Today, America's water crisis plays out most dramatically on the west coast. A decades-long struggle between hundreds of water agencies and other stakeholders continues and is likely to intensify. Conflicts over California’s water supply are ever more proxy wars for land control. Water availability can be decisive as state laws require developers to prove they have enough water to service their proposals so spectacular farm use, essential for growing California's mega crops, is ever more challenged. This, in a state with a housing and homelessness crisis that makes ours almost seem benign, is a burning fuse - at least from the perspective of Joe Biden's America.
From an Irish perspective, this unsustainable mismatch between supply and demand, recognised so very long ago by America, offered invaluable lessons but we have not made the best use of that opportunity, that example suggesting we prepare for an inevitable conflict in interests.
This conflict played out in Clonakilty, Co Cork just last month when a meeting of Cork County Council's western division heard that plans to build around 600 houses in the seaside town are in question because local water supplies are already stretched to their limit. This dilemma plays out all across Ireland, especially in Dublin's commuter belt. It is behind the plan to pipe Shannon water to the Pale and fuels justified scepticism about water delivery systems - pipes - that lose more than half of the water they carry. It is hard not to think too, as is already the case in California, that the ever-increasing water consumption by the farm and food sector can avoid scrutiny or even constraints.

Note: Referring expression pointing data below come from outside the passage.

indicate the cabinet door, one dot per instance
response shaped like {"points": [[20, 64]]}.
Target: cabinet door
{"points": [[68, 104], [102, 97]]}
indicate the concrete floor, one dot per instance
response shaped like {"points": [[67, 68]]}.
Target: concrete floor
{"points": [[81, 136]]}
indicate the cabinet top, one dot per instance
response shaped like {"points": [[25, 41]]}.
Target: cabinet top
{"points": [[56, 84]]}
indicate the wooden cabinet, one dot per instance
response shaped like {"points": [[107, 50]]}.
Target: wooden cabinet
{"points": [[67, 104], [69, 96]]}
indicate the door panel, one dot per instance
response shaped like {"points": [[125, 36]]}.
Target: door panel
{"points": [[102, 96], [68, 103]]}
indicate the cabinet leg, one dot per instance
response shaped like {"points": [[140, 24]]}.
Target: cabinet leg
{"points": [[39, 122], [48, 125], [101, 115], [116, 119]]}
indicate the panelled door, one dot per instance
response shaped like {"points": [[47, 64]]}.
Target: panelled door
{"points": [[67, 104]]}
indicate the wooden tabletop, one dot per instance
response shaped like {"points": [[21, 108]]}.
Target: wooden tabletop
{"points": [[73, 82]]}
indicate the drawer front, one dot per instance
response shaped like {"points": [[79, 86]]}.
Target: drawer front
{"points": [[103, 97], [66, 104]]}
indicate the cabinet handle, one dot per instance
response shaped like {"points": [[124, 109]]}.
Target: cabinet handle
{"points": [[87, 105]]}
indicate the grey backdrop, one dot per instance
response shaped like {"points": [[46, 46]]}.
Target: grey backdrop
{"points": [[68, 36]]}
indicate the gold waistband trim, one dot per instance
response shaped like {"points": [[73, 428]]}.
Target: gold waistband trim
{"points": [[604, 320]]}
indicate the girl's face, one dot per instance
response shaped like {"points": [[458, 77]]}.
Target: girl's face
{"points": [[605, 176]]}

All of this, and our unwise decision on water charges, suggests we take the idea of almost limitless water for granted. It suggests that we imagine, just as we did in 1975, that the well is bottomless. This dangerous delusion is again highlighted by an Environmental Protection Agency report.
The EPA reported yesterday that 35 towns or villages still, in 2020, discharge raw sewage into waterways. The watchdog accused the water service of ignoring deadlines and of having “no clear plan” for 23 of the towns or villages listed as critical. The EPA identified 33 locations unlikely to receive treatment until at least after 2021. Meanwhile, treatment at 19 of the State’s 172 large towns or cities, including Dublin and Cork, did not meet European Union pollution standards, down from the 28 listed previously.
The report echoes what is probably a majority view when it was highly critical of Irish Water’s delivery of new treatment plants. Irish Water may buck at that as it was set up in far from ideal circumstances. Nevertheless, and despite any bureaucratic ducking and diving, water will be one of the defining issues for the coming years. America recognised this half a century ago, surely it's time we did the same.